Earlier studies had shown that some components of the nuclear pore complexes are very dynamic while others hang around throughout the cell cycle, getting replaced only when cells split into two daughter cells, Hetzer explained. His team wondered what that meant for cells that had stopped dividing.
They now report that the scaffold nucleoporins are extremely stable and do not exchange once they are incorporated into the nuclear membrane, persisting for the entire life span of a differentiated cell. In those cells, the nuclear pore complexes deteriorate with time, eventually losing nucleoporins that are critical for maintaining the pore diffusion barrier. Strikingly, they found that nuclei of old rat neurons containing deteriorated nuclear pore complexes become increasingly permeable.
Cells are usually very efficient at getting rid of old or damaged proteins and replacing them with new copies, Hetzer said, but it seems they have no way to replace the most stable components of the nuclear pore complexes. He suspects that's because the pores are not only essential for molecular transport, but they are also structural components of the double lipid layer that is the nuclear membrane. If those gated holes are lost, the membrane collapses, he said.
" How do you replace a bridge while transport is happening?" he asked. "It's not possible."

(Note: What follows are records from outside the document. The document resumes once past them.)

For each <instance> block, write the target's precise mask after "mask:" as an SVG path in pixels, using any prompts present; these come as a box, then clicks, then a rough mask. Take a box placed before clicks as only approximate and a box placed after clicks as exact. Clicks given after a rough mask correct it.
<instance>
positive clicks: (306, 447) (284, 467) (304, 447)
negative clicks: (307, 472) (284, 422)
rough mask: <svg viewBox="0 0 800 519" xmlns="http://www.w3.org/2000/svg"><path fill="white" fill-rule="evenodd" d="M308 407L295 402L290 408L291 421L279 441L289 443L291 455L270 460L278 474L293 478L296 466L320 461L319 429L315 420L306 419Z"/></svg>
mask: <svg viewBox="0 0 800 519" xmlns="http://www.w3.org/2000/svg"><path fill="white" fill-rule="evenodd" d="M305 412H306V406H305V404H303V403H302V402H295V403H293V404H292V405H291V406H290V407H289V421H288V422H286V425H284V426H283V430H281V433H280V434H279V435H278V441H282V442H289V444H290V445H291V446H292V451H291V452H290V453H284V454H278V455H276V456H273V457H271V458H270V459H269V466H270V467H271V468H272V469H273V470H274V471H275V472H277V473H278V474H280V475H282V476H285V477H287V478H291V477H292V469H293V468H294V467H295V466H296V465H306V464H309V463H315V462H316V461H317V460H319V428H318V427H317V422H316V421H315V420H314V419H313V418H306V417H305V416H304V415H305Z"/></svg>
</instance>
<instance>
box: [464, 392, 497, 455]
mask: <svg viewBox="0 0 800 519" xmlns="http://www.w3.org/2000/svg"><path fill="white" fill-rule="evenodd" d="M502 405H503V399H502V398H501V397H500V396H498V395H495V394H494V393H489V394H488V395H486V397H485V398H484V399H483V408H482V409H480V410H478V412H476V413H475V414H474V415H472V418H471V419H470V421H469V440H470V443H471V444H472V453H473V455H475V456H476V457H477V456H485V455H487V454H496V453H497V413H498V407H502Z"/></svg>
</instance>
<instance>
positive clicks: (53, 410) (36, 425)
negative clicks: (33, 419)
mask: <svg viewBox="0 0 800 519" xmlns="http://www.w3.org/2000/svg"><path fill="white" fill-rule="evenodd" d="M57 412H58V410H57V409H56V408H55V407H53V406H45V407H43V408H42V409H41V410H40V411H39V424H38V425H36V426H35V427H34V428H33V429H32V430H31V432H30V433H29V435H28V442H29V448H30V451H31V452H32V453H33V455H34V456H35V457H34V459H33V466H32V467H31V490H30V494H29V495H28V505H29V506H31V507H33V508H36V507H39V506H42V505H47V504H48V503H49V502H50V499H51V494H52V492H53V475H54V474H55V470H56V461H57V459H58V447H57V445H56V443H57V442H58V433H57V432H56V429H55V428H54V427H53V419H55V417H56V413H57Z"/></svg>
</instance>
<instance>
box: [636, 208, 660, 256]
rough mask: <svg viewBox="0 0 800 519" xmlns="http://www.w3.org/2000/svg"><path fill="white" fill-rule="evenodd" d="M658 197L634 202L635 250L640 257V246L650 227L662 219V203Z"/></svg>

Even if most of the 100s to 1000s of pores on any given cell nucleus are in decent shape and functioning, damage to a few can turn the nuclear membrane into a permeable barrier, allowing leakage of the wrong molecules in or out of the nucleus. This process might explain a phenomenon first described more than 100 years ago: that the nuclei of brain and other tissues can sometimes accumulate filaments with age. Those filaments often tend to show up in Parkinson's and other neurodegenerative disorders, Hetzer said.
His team now reports that tubulin, proteins that make up the microtubule filaments normally found only out in the cytoplasm, accumulate in nuclei with such leaky pores. That discovery raises the intriguing possibility that defective pores may be involved in the development of human diseases, the researchers said, a notion they intend to explore by examining healthy and diseased human brain tissue.
" Our finding that nuclear 'leakiness' is dramatically accelerated during aging and that a subset of nucleoporins is oxidatively damaged in old cells suggests that the accumulation of damage at the nuclear pore complex might be a crucial aging event," Hetzer's team concludes.
Once they have a better understanding of what happens to those pores in normal aging and neurodegenerative disease, perhaps there may be some way to fix the problem, he said. For instance, if certain proteins tend to be the ones that "go," they might be replaced in some way. Alternatively, if they can determine what it is that goes awry after those pores begin to leak, there may be ways to intervene at the secondary level as well.